Membicarakan mengenai
pernikahan seseorang dan segala tetek bengeknya memang mengasikkan. Begitu juga aku. Tanpa ingin kuputihkan diriku dari perkara nikmatnya bisik-bisik. Tapi
sepenuh kuasa kucoba mengekangnya. Memang
tak ada yang bisa terbebas darinya. Itu sebabnya tayangan yang mengakomodir
hobi jualan bisik-bisik ini amat laku di layar kaca. Sekecil apapun usaha kita,
tetap penting untuk memperingan bobot dan kuantitas bisik-bisik orang banyak.
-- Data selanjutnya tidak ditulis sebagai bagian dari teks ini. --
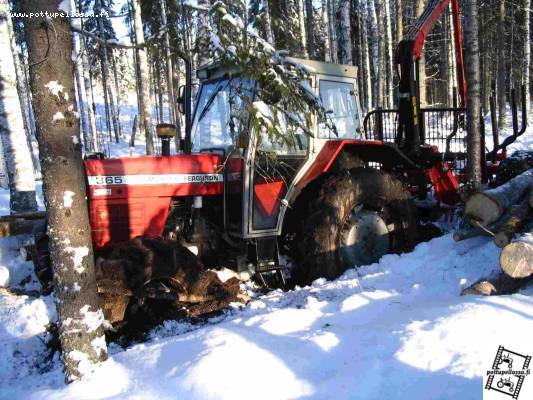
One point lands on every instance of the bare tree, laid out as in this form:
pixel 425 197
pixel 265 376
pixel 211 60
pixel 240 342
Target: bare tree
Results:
pixel 145 101
pixel 168 64
pixel 345 39
pixel 332 26
pixel 104 60
pixel 473 106
pixel 301 26
pixel 309 15
pixel 420 4
pixel 15 145
pixel 367 78
pixel 526 6
pixel 52 84
pixel 327 36
pixel 374 40
pixel 268 23
pixel 501 65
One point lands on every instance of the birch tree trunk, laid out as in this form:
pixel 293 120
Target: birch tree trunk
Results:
pixel 333 31
pixel 345 39
pixel 452 81
pixel 15 145
pixel 399 20
pixel 108 93
pixel 367 78
pixel 302 31
pixel 203 34
pixel 145 101
pixel 117 92
pixel 78 76
pixel 388 52
pixel 23 94
pixel 310 28
pixel 80 320
pixel 327 36
pixel 169 66
pixel 268 23
pixel 501 65
pixel 473 107
pixel 375 40
pixel 86 70
pixel 526 6
pixel 422 62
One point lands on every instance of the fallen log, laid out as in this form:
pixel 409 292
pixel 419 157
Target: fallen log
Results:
pixel 161 276
pixel 516 259
pixel 16 227
pixel 516 220
pixel 488 206
pixel 21 223
pixel 502 284
pixel 24 215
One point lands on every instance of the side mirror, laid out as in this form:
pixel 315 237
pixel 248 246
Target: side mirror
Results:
pixel 181 99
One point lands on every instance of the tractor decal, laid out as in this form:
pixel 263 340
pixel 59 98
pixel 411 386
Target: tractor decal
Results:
pixel 162 179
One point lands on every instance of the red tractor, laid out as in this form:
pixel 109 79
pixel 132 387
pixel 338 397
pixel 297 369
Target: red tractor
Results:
pixel 330 202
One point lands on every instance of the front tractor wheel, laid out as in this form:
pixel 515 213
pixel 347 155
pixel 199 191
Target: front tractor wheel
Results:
pixel 354 218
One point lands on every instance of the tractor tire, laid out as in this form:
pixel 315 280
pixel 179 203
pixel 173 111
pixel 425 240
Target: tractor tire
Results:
pixel 352 218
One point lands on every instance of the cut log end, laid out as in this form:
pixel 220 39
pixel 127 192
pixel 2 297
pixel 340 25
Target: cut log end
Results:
pixel 516 260
pixel 482 208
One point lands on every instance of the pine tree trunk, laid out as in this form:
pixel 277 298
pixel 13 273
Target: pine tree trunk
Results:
pixel 420 4
pixel 473 107
pixel 145 101
pixel 502 67
pixel 327 36
pixel 310 28
pixel 80 320
pixel 15 145
pixel 333 31
pixel 527 51
pixel 345 39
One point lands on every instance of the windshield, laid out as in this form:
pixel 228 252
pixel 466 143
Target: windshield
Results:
pixel 220 113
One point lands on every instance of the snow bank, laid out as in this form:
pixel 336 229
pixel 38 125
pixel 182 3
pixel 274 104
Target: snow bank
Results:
pixel 397 326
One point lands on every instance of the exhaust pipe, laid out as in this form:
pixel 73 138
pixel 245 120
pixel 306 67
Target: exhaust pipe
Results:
pixel 166 132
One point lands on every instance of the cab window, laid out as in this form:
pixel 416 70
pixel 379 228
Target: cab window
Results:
pixel 338 98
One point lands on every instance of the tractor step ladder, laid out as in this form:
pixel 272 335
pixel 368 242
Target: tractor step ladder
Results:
pixel 268 260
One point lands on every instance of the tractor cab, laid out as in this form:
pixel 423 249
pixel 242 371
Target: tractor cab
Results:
pixel 261 177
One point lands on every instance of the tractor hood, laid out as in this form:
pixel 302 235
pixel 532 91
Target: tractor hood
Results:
pixel 130 197
pixel 178 175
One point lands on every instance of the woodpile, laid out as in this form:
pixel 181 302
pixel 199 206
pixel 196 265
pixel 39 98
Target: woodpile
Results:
pixel 506 214
pixel 144 272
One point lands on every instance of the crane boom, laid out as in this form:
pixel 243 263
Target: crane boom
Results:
pixel 407 56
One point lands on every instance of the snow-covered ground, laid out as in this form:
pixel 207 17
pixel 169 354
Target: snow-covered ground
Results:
pixel 394 329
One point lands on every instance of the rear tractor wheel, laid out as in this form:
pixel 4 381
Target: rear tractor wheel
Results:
pixel 353 218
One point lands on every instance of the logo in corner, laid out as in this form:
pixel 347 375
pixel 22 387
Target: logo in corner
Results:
pixel 509 370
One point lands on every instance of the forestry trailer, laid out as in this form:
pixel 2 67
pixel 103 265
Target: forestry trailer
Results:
pixel 329 202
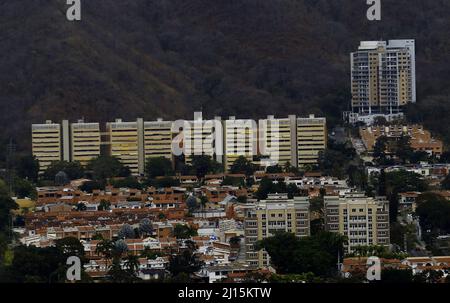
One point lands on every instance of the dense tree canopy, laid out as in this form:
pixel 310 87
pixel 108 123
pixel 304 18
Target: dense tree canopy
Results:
pixel 317 254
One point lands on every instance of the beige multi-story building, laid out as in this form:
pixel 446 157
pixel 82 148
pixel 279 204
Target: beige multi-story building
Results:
pixel 203 137
pixel 158 139
pixel 46 143
pixel 311 139
pixel 383 76
pixel 363 220
pixel 126 141
pixel 277 140
pixel 240 140
pixel 85 141
pixel 275 214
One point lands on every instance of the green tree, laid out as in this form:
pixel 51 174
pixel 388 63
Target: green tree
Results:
pixel 73 170
pixel 70 246
pixel 204 164
pixel 90 186
pixel 403 149
pixel 28 168
pixel 182 231
pixel 446 182
pixel 158 167
pixel 434 213
pixel 127 182
pixel 105 248
pixel 104 205
pixel 126 232
pixel 24 189
pixel 187 263
pixel 316 254
pixel 242 166
pixel 106 167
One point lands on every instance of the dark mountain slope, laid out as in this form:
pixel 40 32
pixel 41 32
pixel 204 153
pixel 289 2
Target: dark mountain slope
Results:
pixel 167 58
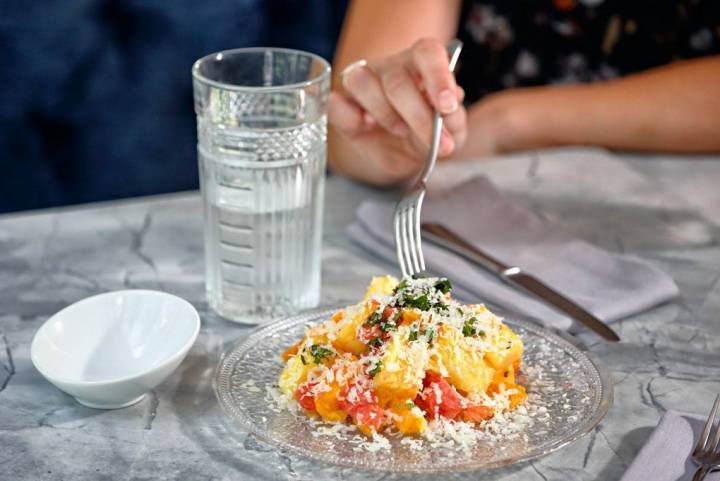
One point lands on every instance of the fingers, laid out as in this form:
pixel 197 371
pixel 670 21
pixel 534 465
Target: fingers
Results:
pixel 429 58
pixel 455 127
pixel 407 100
pixel 346 116
pixel 363 85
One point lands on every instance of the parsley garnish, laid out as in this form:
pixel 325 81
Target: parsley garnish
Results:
pixel 378 367
pixel 413 334
pixel 374 318
pixel 469 327
pixel 375 342
pixel 422 302
pixel 430 334
pixel 443 285
pixel 319 353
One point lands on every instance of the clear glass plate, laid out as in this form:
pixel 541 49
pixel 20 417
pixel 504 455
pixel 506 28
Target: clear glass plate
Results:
pixel 568 395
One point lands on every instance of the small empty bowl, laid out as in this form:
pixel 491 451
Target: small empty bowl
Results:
pixel 108 350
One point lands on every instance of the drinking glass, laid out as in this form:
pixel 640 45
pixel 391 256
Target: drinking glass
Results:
pixel 262 129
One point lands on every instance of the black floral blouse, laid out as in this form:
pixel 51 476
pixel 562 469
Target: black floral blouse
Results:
pixel 517 43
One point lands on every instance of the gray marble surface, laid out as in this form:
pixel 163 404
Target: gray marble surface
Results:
pixel 664 209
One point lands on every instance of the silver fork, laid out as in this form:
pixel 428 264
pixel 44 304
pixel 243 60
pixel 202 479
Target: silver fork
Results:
pixel 706 453
pixel 408 243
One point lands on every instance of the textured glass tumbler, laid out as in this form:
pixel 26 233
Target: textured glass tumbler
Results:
pixel 262 130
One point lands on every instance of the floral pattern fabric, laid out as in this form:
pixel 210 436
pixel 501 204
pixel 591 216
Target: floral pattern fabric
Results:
pixel 518 43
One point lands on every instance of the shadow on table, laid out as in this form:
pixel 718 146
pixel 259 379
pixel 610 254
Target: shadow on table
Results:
pixel 629 446
pixel 205 425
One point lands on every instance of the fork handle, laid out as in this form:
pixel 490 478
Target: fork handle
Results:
pixel 453 47
pixel 702 472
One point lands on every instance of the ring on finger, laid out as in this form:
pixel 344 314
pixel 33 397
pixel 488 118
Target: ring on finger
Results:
pixel 348 70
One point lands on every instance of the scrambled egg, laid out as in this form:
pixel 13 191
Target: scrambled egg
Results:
pixel 370 362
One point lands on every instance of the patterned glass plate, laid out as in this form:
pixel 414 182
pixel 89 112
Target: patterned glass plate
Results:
pixel 568 395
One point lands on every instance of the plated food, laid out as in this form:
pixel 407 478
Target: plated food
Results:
pixel 409 359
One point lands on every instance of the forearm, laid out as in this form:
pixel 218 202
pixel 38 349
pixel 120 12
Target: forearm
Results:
pixel 675 108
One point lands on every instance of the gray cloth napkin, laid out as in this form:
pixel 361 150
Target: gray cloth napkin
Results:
pixel 611 286
pixel 666 455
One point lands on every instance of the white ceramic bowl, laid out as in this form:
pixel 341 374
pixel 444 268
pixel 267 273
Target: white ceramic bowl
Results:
pixel 108 350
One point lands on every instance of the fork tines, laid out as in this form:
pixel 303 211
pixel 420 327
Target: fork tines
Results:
pixel 407 233
pixel 703 447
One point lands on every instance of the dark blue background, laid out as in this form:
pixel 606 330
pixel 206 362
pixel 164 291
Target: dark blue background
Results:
pixel 96 96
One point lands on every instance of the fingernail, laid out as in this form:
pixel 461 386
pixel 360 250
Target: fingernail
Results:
pixel 447 102
pixel 400 129
pixel 447 144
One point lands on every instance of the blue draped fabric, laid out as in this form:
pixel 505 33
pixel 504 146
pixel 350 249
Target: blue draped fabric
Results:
pixel 96 96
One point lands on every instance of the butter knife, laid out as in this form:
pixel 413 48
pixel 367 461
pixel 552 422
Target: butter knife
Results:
pixel 514 276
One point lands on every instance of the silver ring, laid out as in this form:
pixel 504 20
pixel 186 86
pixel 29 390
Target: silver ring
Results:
pixel 346 71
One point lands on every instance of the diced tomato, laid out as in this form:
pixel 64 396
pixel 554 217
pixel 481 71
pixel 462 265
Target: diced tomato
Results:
pixel 369 415
pixel 304 397
pixel 368 333
pixel 292 350
pixel 409 316
pixel 439 398
pixel 388 312
pixel 478 413
pixel 364 407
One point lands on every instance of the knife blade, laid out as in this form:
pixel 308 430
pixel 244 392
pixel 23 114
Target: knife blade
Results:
pixel 514 276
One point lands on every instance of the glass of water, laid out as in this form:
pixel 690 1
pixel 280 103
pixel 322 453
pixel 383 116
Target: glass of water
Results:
pixel 262 129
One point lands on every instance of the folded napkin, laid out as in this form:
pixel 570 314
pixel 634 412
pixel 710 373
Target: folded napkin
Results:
pixel 611 286
pixel 666 456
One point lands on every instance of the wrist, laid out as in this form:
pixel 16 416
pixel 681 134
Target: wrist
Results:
pixel 508 118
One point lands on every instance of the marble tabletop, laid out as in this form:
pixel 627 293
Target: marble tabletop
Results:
pixel 661 208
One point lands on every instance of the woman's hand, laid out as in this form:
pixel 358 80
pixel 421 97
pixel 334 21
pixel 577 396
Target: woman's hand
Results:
pixel 381 122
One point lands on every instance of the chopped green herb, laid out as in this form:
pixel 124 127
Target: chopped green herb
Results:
pixel 440 306
pixel 422 302
pixel 430 334
pixel 469 327
pixel 373 318
pixel 319 353
pixel 413 334
pixel 443 285
pixel 375 342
Tulisan ini hanya untuk itu. Sebelum
segalanya mulai terkondensasi dan apalagi terkristalisasi.
Awal Pertemuan
Aku mulai mengenalnya sejak maret tahun 2014, di awal semester genap. Gadis bernama Ira dititipkan ayahnya padaku untuk dibantu mencarikan kos-kosan. Ayah Ira yang juga guru Bahasa Inggrisku kala sekolah di Aliyah dahulu tak tahu mesti meminta tolong pada siapa. Serta merta Ia meminta tolong padaku. Sebab pun hubungan kami sebagai guru-siswa amatlah dekat. Selain itu juga, 5 tahun lamanya masa studiku di Unsyiah dianggap cukup mahir dan mumpuni menguasai lapangan di lingkungan kampus. Demi patuhku padanya, kubantu Ira berkeliling mencari kos-kosan yang layak di seputaran darussalam. Tentu bukan hanya kami berdua. Tapi kuajak teman lain sehingga tak berkesan ikhtilat.
Sewaktu itu, tak ada
hal yang berhubungan dengan ketertarikan perasaan saat jumpa kali pertama dengannya.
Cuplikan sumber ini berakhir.